Harvesting Electromagnetic Energy Using Metamaterials

metamaterialResearchers from the University of Waterloo in Canada have discovered a new way to harvest electromagnetic energy using metamaterials instead of traditional antennas. Their work demonstrates for the first time the “full absorption concept,” proving that it is possible to collect all of the electromagnetic energy that falls onto a surface. The design doesn’t reflect or transmit any power, which enables full absorption of incident waves.

Instead of using classical dipole patch antennas, the new technology uses metasurfaces that are formed by etching patterns of shapes onto the surface of a material. Fine tuning the patterns can lead to much better energy absorption. The energy is channeled into a load through a conducting path that connects the metasurface to a ground plane, rather than having the energy dissipate in the material. This process results in much higher energy absorption than classical antennas, and reduces the size of the surface needed in order to harvest the energy.

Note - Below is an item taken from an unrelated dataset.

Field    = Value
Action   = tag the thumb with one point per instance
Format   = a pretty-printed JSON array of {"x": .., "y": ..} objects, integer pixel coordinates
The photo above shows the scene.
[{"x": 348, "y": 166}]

The work is published in the journal Applied Physics Letters, and the team is now extending their research to infrared and visible spectra. The researchers envision the technology being used in a broad range of applications to help meet growing global energy needs. For example, the full absorption concept could applied to wireless power transfer in remote RFID devices. It could also be integrated into emerging clean energy systems such as space solar power, which gathers energy from sunlight in space and transmits it wirelessly to Earth.